- Middle East/North Africa
Egypt will not sign the Entebbe Framework Agreement until its wording meets the country's approval, Minister of Irrigation and Water Resources Mohamed Bahaa Eddin said in an interview with Xinhua news agency.
He added that the agreement will be worthless without Egypt and Sudan, saying that “the language of war is unacceptable in handling the crisis between countries of the Nile Basin.”
In April 2010, Ethiopia, Rwanda, Uganda, Kenya and Tanzania signed a new agreement in Entebbe redistributing Nile water shares. Egypt, along with Sudan, boycotted the deal, saying it was non-binding. The deal was approved after Burundi signed on in March 2011.
Egypt, which receives the lion's share of Nile waters, has said it will reject any deals that do not preserve its historic water rights.

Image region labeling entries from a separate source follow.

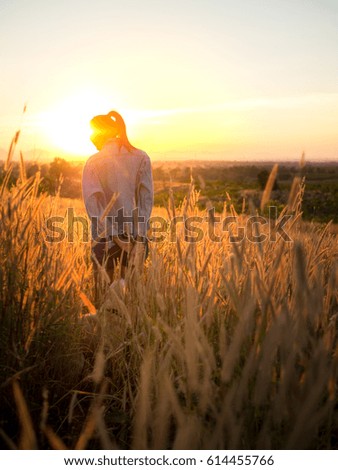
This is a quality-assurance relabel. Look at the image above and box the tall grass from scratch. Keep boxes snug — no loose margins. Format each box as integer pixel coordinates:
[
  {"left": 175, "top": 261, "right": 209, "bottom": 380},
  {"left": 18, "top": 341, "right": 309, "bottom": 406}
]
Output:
[{"left": 0, "top": 146, "right": 338, "bottom": 449}]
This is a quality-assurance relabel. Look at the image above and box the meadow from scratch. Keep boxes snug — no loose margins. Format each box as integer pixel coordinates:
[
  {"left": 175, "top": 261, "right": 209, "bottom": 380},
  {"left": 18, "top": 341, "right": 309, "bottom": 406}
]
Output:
[{"left": 0, "top": 146, "right": 338, "bottom": 449}]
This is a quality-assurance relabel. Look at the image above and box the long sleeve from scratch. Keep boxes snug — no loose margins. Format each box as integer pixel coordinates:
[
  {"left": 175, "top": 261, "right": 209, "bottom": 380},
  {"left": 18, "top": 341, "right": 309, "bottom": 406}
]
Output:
[
  {"left": 82, "top": 165, "right": 105, "bottom": 239},
  {"left": 137, "top": 155, "right": 154, "bottom": 237}
]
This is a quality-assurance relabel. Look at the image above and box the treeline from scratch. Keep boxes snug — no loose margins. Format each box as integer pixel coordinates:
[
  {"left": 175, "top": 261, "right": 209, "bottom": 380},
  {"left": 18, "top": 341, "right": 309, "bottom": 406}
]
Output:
[
  {"left": 0, "top": 158, "right": 338, "bottom": 223},
  {"left": 0, "top": 157, "right": 83, "bottom": 199}
]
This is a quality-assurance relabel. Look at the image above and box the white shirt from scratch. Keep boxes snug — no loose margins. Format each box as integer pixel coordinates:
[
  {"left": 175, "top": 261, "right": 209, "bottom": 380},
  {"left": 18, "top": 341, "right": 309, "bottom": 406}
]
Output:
[{"left": 82, "top": 140, "right": 154, "bottom": 239}]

Egypt's share of Nile waters stand at 51 billion square meters annually, according to a deal signed with Sudan on 1959, which gives the latter 18 billion square meters of water per year.
Bahaa Eddin said that Egypt’s Nile water quota does not satisfy its needs, claiming that it Egypt needs 7 billion cubic meters of water more than what is currently allocated, while admitting that political conditions in Egypt have also had a negative impact on the Nile water dossier.
Asked about water projects China is financing in Nile Basin countries, Bahaa Eddin said that those projects have no impact on Egypt’s Nile water quotas, but added that China should make sure projects it intends to finance in the Nile Basin have no negative impact on Egypt.
Regarding a possible partnership with Ethiopia to build the Renaissance Dam, Bahaa Eddin said that Egypt has managed to block financing to the project, since international financing bodies make it a requirement for downstream countries to approve the financing of Ethiopia's dam. He added that if Ethiopia were looking for partners, then Egypt and Sudan should have priority over others, adding that Egypt suffers from an electricity crisis while the Ethiopian dam is projected to generate 6,000 megawatts.
However, he also said that that Egypt is still examining the partnership and has not yet made a decision on it.
Bahaa Eddin added that the Supreme Nile Water Commission is gearing up to convene soon to discuss future scenarios where the Renaissance Dam might impact Egypt's supply of Nile water.